Ameaça, promessa e mentira
O aumento dos impostos sobre combustíveis desnudou o governo Michel Temer (PMDB) do ponto de vista ideológico, da gestão e da relação com a opinião pública. Em outubro do ano passado, o ministro da Fazenda, Henrique Meirelles, dizia que, caso não fosse aprovada a proposta de emenda constitucional (PEC) do teto de gastos, haveria aumento de impostos. Em 30 de setembro, Temer falou que não haveria aumento de impostos caso a PEC fosse aprovada. Na semana passada, o aumento de impostos se concretizou. Atingiu os combustíveis, o que se espalha em cadeia afetando os preços de toda a economia.
A ameaça do aumento de impostos foi usada primeiro como ameaça. A PEC do teto de gastos era apresentada como solução. Ele foi aprovada, está em vigor. Entre seus efeitos, o fechamento de farmácias populares, retirada de financiamento para pesquisa científica, cortes nas universidades que atingem apoio a moradia e alimentação para estudantes, redução da fiscalização nas estradas e contra trabalho escravo, além da suspensão da emissão de passaportes. Mesmo assim, não se conseguiu evitar o aumento de impostos.
“A população vai compreender, porque esse é um governo que não mente”, disse Temer sobre o aumento de impostos. Pois sim.
O PORQUÊ DO AUMENTO
Primeiro, o contrassenso: é ridículo, absurdo e inaceitável o aumento de impostos enquanto o governo promove derrama de dinheiro no Congresso Nacional, por meio das emendas parlamentares, para dar sobrevida ao presidente.
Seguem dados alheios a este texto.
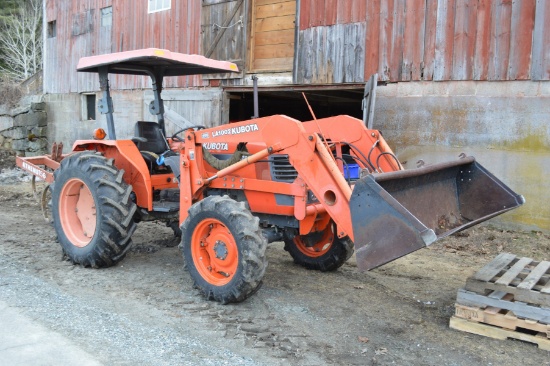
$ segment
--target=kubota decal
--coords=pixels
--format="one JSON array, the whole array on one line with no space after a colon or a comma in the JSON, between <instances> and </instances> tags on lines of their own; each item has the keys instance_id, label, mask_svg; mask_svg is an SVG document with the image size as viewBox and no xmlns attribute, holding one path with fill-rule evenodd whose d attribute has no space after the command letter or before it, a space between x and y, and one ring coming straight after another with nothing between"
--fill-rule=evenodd
<instances>
[{"instance_id":1,"label":"kubota decal","mask_svg":"<svg viewBox=\"0 0 550 366\"><path fill-rule=\"evenodd\" d=\"M212 137L223 136L223 135L238 135L240 133L254 132L258 131L258 125L251 123L249 125L227 128L225 130L213 131Z\"/></svg>"},{"instance_id":2,"label":"kubota decal","mask_svg":"<svg viewBox=\"0 0 550 366\"><path fill-rule=\"evenodd\" d=\"M207 142L202 146L207 150L229 150L227 142Z\"/></svg>"}]
</instances>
O velho mecanismo de irrigar de recursos os redutos eleitorais dos parlamentares, com ações das quais possam se favorecer eleitoralmente.A ONG Contas Abertas mostrou que no mês de julho, que ainda nem terminou, o valor liberado em emendas já equivale a todo o primeiro semestre. De janeiro a junho, foram R$ 2,12 bilhões. Em três semanas de julho, R$ 2,11 bilhões.
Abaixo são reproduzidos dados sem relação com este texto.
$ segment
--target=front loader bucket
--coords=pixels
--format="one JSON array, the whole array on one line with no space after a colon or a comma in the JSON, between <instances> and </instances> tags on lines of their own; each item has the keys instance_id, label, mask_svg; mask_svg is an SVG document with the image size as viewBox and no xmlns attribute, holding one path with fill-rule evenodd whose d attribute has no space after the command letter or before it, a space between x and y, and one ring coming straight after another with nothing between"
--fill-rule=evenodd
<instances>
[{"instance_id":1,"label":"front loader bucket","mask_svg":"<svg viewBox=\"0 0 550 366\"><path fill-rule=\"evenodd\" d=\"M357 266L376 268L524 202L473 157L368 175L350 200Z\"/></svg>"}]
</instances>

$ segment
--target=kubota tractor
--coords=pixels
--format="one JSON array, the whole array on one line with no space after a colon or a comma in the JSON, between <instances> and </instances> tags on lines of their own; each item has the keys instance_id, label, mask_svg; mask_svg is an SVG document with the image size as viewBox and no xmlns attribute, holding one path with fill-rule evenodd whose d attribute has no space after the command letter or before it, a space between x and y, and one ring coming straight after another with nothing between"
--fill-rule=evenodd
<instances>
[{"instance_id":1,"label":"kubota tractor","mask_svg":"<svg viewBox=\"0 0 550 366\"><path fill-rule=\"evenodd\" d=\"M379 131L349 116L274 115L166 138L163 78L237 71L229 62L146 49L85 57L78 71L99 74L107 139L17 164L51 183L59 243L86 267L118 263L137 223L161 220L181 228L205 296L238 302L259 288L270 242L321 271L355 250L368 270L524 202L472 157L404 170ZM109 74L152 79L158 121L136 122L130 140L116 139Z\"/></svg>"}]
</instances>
Diante disso, o aumento de impostos vem para alcançar a meta fiscal. Mesmo com teto de gastos, o governo não conseguiu a pretendida economia. Então, precisa arrecadar mais e faz isso tirando da população, sua única fonte de receita. Uma vez que a projeção da equipe econômica se mostrou furada, não seria mais lógico rever a meta?
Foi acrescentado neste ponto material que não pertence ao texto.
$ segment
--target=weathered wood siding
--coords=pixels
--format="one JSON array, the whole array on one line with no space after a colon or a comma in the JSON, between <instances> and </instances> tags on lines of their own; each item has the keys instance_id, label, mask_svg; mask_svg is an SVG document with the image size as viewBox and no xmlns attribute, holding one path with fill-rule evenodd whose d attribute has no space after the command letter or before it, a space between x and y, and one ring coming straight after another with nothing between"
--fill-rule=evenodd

Isso não é feito porque a percepção do mercado internacional sobre o Brasil depende de confiança. E isso passa por saber que a regra não será mudada no meio do jogo. É engraçado dizer isso em um País no qual a presidente sofreu impeachment há menos de um ano e no qual o sucessor é alvo de denúncia. Enfim, mas para os mercados internacionais, de onde o Brasil espera que venham investimentos, é importante a sinalização de que as metas estabelecidas serão alcançadas.
Isso é importante mesmo. A quebra de regras pode ter consequências sérias para a economia. O resultado pode ser mais recessão, mais desemprego. Enfim. Porém, não pode ser a todo custo. O impacto do aumento é elevado. E o dos cortes promovidos é drástico. Áreas essenciais são afetadas.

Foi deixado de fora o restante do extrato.